A lógica é mais ou menos a seguinte: quem não controlar suas bancadas na votação das reformas corre sério risco de não voltar para o cargo
O presidente Michel Temer reuniu-se ontem com os ministros políticos e decidiu que todos os que têm mandato parlamentar deixarão os cargos para votar a favor das reformas da Previdência e trabalhista. A lógica é mais ou menos a seguinte: quem não controlar suas bancadas na votação das reformas corre sério risco de não voltar para o cargo. O Palácio do Planalto nega que esse tipo de pressão exista, mas, nos bastidores do Congresso, a conversa é essa. Um dos pressionados é o ministro da Cultura, Roberto Freire (PPS), cuja pequena bancada de oito parlamentares estaria dividida, principalmente em relação à reforma trabalhista. Freire, porém, garantiu na reunião que a bancada votará a favor da reforma.
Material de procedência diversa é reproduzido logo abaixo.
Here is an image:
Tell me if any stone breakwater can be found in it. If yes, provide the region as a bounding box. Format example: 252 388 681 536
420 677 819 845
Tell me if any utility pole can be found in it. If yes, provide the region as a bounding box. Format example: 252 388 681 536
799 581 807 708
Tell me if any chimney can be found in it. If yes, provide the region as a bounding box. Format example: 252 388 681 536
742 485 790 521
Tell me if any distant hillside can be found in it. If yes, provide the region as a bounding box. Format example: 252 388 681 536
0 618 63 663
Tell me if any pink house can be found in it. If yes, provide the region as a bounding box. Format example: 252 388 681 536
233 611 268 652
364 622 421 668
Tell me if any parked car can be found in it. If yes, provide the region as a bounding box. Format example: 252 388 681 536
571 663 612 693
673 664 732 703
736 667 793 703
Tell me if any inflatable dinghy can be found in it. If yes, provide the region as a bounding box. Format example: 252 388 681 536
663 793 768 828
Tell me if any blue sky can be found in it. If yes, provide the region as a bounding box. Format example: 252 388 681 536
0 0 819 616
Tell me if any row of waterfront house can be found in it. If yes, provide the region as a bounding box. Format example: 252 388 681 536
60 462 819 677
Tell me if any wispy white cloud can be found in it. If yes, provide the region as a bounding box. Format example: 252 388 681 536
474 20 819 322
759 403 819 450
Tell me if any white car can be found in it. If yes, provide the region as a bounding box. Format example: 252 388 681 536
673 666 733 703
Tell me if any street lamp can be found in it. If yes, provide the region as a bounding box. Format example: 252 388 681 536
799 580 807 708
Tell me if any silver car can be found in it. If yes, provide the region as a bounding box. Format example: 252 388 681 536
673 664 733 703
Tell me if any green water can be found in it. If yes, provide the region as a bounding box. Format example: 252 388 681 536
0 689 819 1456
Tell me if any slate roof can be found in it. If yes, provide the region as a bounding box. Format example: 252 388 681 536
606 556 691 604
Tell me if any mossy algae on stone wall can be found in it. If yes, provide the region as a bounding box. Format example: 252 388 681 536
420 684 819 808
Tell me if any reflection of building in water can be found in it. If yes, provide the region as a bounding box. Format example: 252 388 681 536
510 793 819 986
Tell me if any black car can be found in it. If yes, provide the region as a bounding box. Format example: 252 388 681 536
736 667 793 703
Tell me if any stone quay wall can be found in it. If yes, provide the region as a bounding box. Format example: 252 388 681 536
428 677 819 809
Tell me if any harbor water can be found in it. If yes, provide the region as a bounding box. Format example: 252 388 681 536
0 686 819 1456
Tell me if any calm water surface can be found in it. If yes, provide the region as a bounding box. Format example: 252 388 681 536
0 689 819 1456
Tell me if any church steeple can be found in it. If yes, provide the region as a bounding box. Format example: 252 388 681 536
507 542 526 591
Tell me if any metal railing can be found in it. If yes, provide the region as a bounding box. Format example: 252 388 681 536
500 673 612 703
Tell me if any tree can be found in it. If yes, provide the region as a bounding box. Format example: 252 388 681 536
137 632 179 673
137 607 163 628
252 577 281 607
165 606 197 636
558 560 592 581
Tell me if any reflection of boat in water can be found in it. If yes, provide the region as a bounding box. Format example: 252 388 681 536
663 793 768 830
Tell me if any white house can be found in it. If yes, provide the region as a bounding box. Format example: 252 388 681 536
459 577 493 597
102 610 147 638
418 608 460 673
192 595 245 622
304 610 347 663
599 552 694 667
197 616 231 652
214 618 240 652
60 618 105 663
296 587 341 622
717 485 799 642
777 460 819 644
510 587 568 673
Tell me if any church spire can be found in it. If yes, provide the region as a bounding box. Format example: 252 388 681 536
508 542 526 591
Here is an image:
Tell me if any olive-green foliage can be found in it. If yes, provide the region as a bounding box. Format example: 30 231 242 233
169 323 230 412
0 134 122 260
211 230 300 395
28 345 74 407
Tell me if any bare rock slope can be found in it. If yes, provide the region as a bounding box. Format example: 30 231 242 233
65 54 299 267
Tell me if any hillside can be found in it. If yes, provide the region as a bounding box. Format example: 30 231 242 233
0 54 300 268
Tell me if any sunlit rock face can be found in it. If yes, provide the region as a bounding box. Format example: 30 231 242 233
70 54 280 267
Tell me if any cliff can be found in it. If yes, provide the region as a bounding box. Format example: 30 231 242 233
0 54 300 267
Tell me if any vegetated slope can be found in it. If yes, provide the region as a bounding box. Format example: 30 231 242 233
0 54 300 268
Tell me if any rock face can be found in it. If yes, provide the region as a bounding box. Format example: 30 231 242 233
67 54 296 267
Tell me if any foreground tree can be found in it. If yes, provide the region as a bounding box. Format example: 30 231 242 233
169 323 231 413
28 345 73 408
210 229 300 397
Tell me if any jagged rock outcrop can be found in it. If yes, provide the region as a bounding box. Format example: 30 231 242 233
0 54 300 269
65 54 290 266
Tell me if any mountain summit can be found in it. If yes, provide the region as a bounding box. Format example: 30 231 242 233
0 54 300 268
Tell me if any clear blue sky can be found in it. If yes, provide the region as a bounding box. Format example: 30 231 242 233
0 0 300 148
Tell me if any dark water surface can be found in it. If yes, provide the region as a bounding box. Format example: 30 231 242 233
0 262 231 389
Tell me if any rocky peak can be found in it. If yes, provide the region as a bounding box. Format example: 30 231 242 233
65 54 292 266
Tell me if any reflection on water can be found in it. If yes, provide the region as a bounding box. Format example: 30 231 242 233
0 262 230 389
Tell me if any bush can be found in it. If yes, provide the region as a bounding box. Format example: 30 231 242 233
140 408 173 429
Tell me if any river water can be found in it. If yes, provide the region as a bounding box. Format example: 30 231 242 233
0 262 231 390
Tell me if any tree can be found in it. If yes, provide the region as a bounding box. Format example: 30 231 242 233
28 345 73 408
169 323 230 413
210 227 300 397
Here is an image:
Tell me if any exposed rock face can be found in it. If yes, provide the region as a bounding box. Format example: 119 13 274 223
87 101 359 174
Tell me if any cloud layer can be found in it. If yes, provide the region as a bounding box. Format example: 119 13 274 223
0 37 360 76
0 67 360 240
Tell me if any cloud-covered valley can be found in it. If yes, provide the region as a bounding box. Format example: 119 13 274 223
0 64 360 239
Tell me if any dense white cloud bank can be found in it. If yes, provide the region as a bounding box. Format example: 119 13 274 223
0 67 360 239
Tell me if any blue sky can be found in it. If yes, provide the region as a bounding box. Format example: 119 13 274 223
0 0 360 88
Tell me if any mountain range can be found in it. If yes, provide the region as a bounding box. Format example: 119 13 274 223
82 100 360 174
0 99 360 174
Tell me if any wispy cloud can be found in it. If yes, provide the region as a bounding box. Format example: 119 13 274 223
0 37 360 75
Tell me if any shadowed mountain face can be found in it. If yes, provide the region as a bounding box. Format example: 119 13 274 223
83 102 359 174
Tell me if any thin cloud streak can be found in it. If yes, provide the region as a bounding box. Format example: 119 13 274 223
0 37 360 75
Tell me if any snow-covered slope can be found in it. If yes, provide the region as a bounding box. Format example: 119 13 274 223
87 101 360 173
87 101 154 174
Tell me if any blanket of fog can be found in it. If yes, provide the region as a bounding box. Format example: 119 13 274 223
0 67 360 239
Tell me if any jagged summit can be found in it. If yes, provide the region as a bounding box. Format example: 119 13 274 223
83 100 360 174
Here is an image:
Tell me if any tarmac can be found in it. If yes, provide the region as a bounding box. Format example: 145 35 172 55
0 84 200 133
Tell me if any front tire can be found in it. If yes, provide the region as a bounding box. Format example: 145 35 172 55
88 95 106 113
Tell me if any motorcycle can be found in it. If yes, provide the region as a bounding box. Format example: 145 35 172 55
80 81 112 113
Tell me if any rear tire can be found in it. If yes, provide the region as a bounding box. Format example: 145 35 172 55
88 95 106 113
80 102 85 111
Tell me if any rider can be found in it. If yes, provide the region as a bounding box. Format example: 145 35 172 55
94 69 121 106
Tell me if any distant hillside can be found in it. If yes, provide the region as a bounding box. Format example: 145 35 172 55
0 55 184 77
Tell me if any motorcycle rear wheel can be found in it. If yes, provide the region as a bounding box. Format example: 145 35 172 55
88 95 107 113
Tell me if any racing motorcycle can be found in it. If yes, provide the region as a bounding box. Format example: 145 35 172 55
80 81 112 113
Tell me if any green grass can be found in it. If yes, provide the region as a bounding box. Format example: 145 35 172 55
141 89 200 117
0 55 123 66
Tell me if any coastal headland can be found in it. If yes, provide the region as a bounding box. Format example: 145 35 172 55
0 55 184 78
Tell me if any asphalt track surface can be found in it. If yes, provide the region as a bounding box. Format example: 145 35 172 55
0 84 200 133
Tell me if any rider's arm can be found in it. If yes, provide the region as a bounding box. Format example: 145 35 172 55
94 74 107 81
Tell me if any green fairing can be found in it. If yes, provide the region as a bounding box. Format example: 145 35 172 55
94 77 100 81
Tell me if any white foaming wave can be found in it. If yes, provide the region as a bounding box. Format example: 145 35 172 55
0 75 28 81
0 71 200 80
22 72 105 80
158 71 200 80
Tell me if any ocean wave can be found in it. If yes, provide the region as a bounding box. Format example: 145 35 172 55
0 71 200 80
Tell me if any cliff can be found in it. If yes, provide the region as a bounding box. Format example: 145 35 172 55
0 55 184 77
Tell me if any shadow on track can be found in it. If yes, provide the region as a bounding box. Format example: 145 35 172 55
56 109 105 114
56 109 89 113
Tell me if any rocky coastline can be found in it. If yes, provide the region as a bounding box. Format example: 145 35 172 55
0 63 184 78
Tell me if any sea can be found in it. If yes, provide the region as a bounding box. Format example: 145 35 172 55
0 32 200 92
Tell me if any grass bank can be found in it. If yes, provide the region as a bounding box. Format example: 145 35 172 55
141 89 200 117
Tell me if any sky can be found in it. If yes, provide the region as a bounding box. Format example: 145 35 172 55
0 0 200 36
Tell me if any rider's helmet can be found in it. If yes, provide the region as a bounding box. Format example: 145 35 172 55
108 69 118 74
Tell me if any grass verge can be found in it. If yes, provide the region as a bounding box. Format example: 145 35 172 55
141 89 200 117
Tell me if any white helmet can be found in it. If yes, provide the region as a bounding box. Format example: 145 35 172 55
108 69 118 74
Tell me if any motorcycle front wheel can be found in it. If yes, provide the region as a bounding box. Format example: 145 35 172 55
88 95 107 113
Na base do governo, a reforma da Previdência sofreu muitas modificações, pois o relator do projeto, deputado Arthur Maia (PPS-BA), cedeu a pressões de policiais, professores, mulheres e trabalhadores rurais, o que contrariou a equipe econômica. Mas já existe bastante acúmulo de discussão sobre a matéria na base governista e quem está contra as propostas não pode alegar desinformação. O mesmo já não acontece com a reforma trabalhista, cujo relatório está a cargo do deputado Rogério Marinho (PSDB-RN), que apresentou um substitutivo muito mais radical do que a proposta original do governo. O que mais gerou reação dos sindicatos foi o fim do chamado imposto sindical, cuja aprovação somente não ocorrerá se houver algum acordo das centrais sindicais com o governo.
O problema, porém, são algumas propostas que foram incluídas no projeto sem nenhuma discussão anterior. O texto lista 16 temas que passariam a ser regulados por acordos coletivos, como banco de horas, parcelamento de férias e plano de cargos e salários. O projeto original limitava a prevalência a 13 pontos específicos. O texto deve ser votado hoje na comissão especial. O Palácio do Planalto considera a votação da reforma trabalhista uma espécie de prévia da reforma da Previdência, daí o jogo pesado com os aliados.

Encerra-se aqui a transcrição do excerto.